Crusader history is very noticeable in Cyprus, as it was a Christian island, and so near the Holy Land.  The port of Famagusta was an extraordinary place to visit.   It was here that the remnants of the Crusader Knights, who established and held a kingdom on a coastal strip stretching from Antioch, now in Turkey, to Acre, now in Israel, came when they were finally expelled from the land they called Outremer in 1291.   The old city, which is surrounded by a high wall, ramparts and a moat encircling about one square mile, contains the remains of at least a dozen huge cathedrals and churches, built in the styles current in Europe at the period, Romanesque and Gothic.  Most of them are intact, only the roofs are missing, apart from the Cathedral of St.

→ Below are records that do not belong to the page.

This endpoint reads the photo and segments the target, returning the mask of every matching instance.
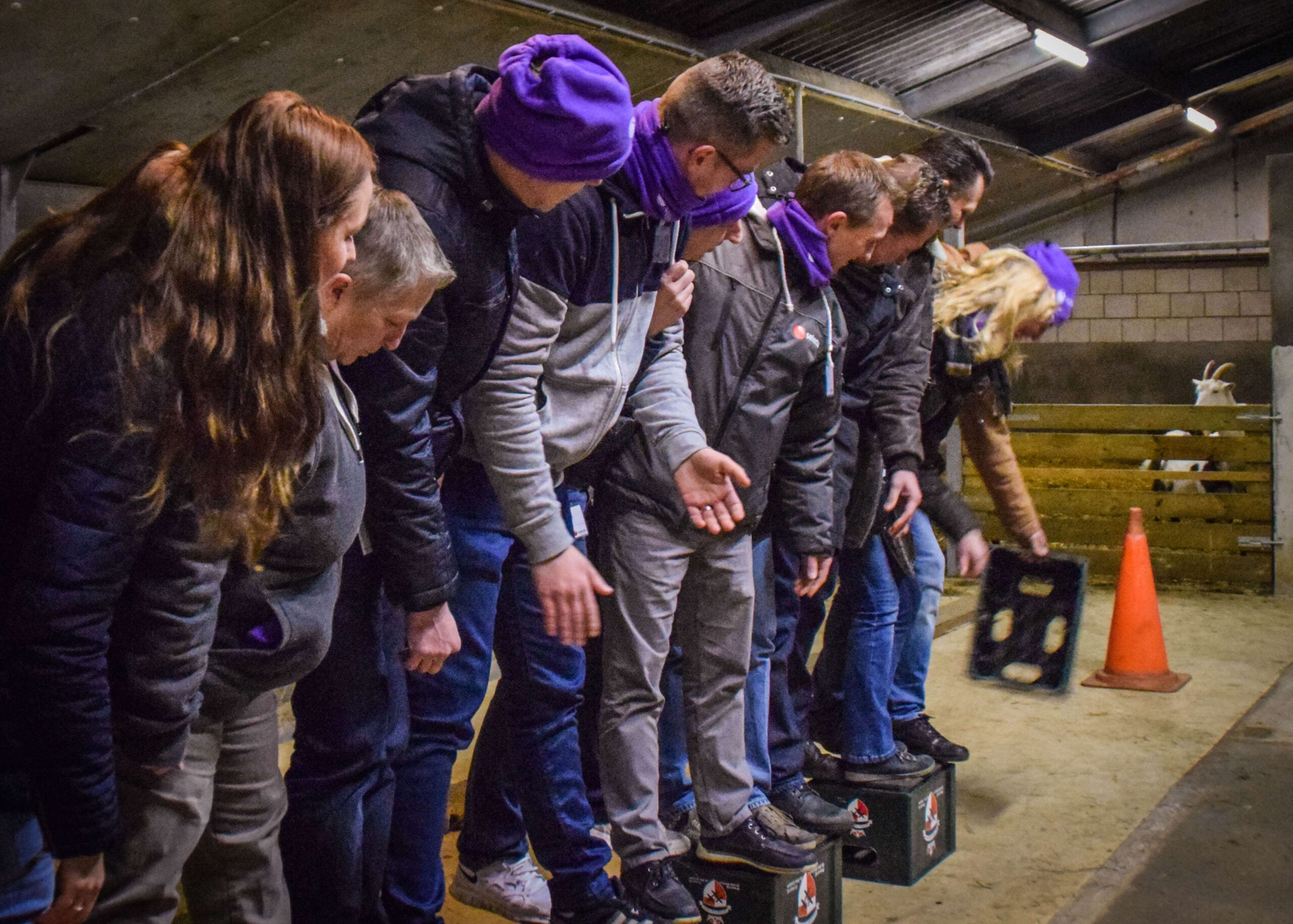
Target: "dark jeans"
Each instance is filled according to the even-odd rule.
[[[332,643],[296,685],[296,749],[279,841],[296,921],[385,921],[392,761],[409,736],[405,613],[356,542],[341,566]]]
[[[454,760],[472,739],[491,650],[502,678],[472,758],[459,855],[475,868],[516,861],[529,832],[552,874],[553,910],[577,908],[610,894],[603,872],[610,849],[590,833],[579,760],[584,654],[544,632],[529,559],[504,524],[485,470],[455,461],[441,497],[458,556],[450,608],[462,651],[438,674],[409,676],[409,748],[396,762],[387,910],[398,924],[434,921],[443,903],[440,848],[449,786]],[[562,485],[557,500],[570,528],[569,509],[583,509],[587,498]]]
[[[768,752],[773,791],[803,780],[804,745],[809,740],[809,712],[813,707],[813,676],[808,670],[817,632],[826,620],[826,602],[835,593],[838,566],[812,597],[795,594],[799,556],[773,540],[771,564],[772,593],[777,607],[777,634],[773,647],[768,709]],[[763,581],[755,586],[764,589]],[[830,641],[821,659],[829,660]],[[816,735],[813,735],[816,738]]]
[[[31,920],[54,901],[54,861],[21,773],[0,774],[0,924]]]

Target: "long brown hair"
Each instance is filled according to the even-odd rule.
[[[217,547],[260,554],[322,427],[315,254],[374,167],[354,128],[266,93],[193,149],[155,149],[0,260],[13,280],[3,325],[26,324],[45,282],[84,290],[134,261],[141,294],[114,326],[122,432],[151,440],[150,510],[182,484]]]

Nicholas, which is now a mosque.  It looks like a slightly scaled-down version of Notre-Dame in Paris, except built in the golden limestone of the island.  A guide told us there were once 365 religious buildings in Famagusta, created by the wealth and piety of the religious orders.   Another beautiful survivor is Bellapais Abbey above our anchorage at Kyrenia, founded by Augustinian monks from Jerusalem in 1200 and enlarged by the Lusignan kings in the 13th and 14th centuries.  Some of it is romantically ruined, but the refectory has survived and we saw a classical music concert performed by two young pianists.  We went to the concert with a charming couple from the Orkneys (Orkadians?), called Roy and Moira Dennison on the yacht Halcyon, who were our neighbours at various anchorages and moorings.
 
I have to leave Ian and Vasco in Mersin with the fishermen until I return from the funeral and memorial in Pennsylvania of my brother-in-law Larry, who died earlier this year.  This has been a sad time for my family.  When I return we will sail south to Lattakia in Syria.